Transmural Concentration Profiles
Profiles of tracer concentration across the intima-media are shown for upstream and downstream regions of the different age groups in Fig 5a through 5e. The profiles summarize data from a subset of specimens comprising three branches per animal and at least three sections from each branch. For the downstream regions of groups 1 and 2, the profiles show a nearly smooth decrease in concentration from the luminal surface to the outer media. For all other profiles the concentration decreased initially but then remained essentially constant throughout the central region of the wall. The discontinuities shown in the deepest layers of the wall are artifactual, reflecting changes in sample size; for the greatest distances into the media, data could be obtained from only a small number of sections. A slight rise toward the adventitial border was seen in a few profiles.

View larger version (23K): [in this window] [in a new window]   Figure 5. Profiles showing tracer concentrations, expressed as a percentage of the concentration in plasma, at different depths from the luminal surface. Data for age groups 1-5 are shown in a through e, respectively, with upstream profiles on the left and downstream on the right. Note the different concentration scale used in a. Values are mean (——)±SEM (----); n=6-9 branches for each profile.

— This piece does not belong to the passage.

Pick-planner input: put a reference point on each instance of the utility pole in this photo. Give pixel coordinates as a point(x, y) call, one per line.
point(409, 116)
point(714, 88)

In groups 1 and 2, the maximum concentration and the depth required for the decline from this level to the minimum value were both substantially greater downstream of the branch. Comparable trends in the opposite direction were not readily discernible for groups 3 through 5, reflecting the smaller differences between regions in mature animals. Differences between regions were apparent at depths where the profiles had reached nearly steady levels but in some cases tracer concentrations were so low that these differences approached the limit of detection. Although they seem to be consistent, a small error in the assessment of autofluorescence intensities would have lead to a significant and systematic bias. Consequently, they must be interpreted with caution.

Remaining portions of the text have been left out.